I am trying to train two models on two mutually exclusive portions of a datasets.
Now while I am training both the models, I want to manually extract the Gradients from Model A and Model B, after forward propagation, then before updating the weights, I want to average both the model’s gradients and put the average of the models in both the models, and update the weights.

I am trying it in the following way:

def mergeGrad(modelA, modelB, i):
    listGradA = [] 
    listGradB = [] 
    itr = 0
    for pA, pB in zip(modelA.parameters(), modelB.parameters()):
        listGradA.append(pA)
        listGradB.append(pB)
        avg = (pA.grad + pB.grad)/2
        pA.grad = avg
        pB.grad = avg
        itr += 1

In the optimization, portion I am doing

       optimizerA.zero_grad()
        lossA.backward()
        
        optimizerB.zero_grad()
        lossB.backward()
        
        print(gradientA, gradientB)
        mergeGrad(modelA, modelB, i)
        print(gradientA, gradientB)

Now, I am printing before and after averaging and putting the Gradient back.

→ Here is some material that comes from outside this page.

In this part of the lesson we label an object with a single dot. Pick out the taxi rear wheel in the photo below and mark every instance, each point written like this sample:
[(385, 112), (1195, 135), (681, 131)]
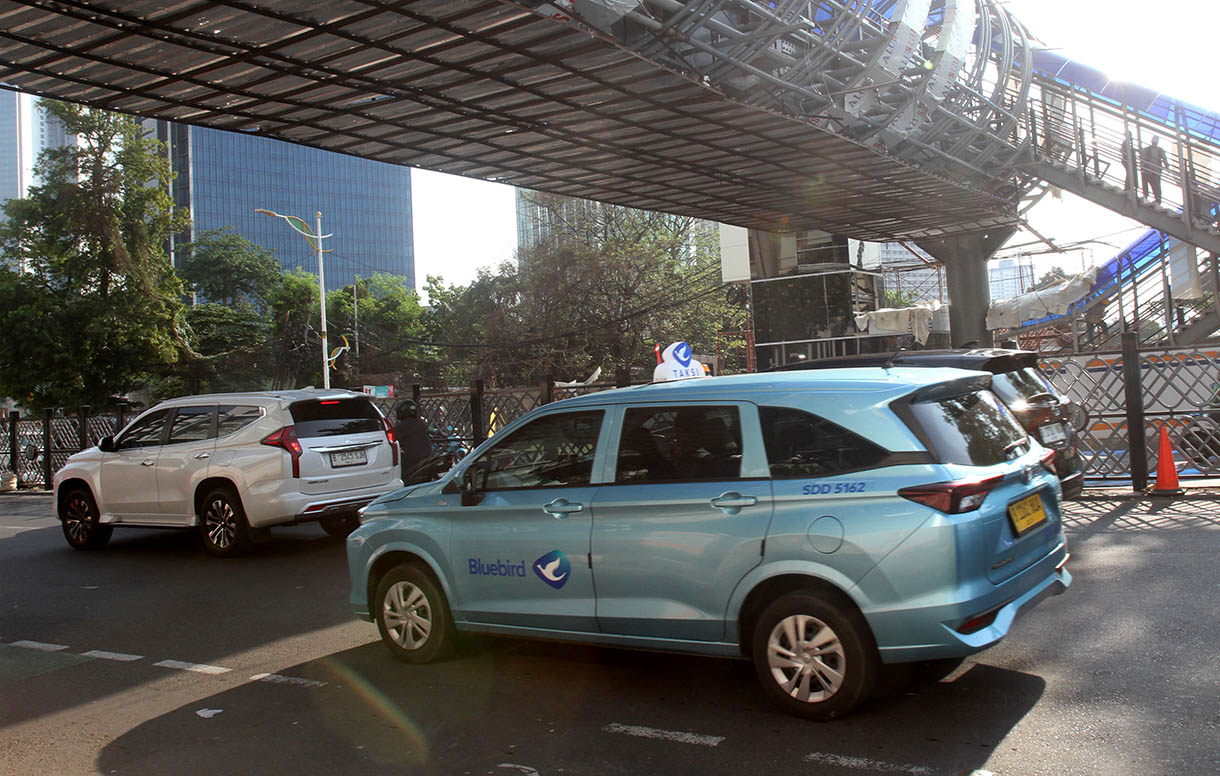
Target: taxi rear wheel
[(814, 655), (412, 615)]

However, only in the very first iteration the first print statement outputs separate gradients for modelA and modelB, and right after merging them, I get the averaged gradients as I want.

However, from the second iteration onward, both the models are always generating the same gradients after forward propagation (and hence the same averaged values). How is this possible?
The models are seeing different data!

Is the manual gradient modification that I am doing is wrong?
Please do suggest if there’s a better way to manually modify and put them back into the model!
Thanks a lot!

Hi,

I would bet the issue is with:

        pA.grad = avg
        pB.grad = avg

Here you set the same Tensor to be the gradient for both parameters. So the backward passes will accumulate in the Same Tensor.
If you don’t want that, you need to add a .clone() for at least one of them.

Note that it would be a neat way to implement what you want as well: make the .grad fields the same so the two backward passes actually accumulate in the same Tensor. And divide your learning rate by 2 so that you still do the same update (assuming simple SGD).

1 Like

Thanks a lot. grad.clone() solved the issue. Also appreciate the neat trick you mentioned!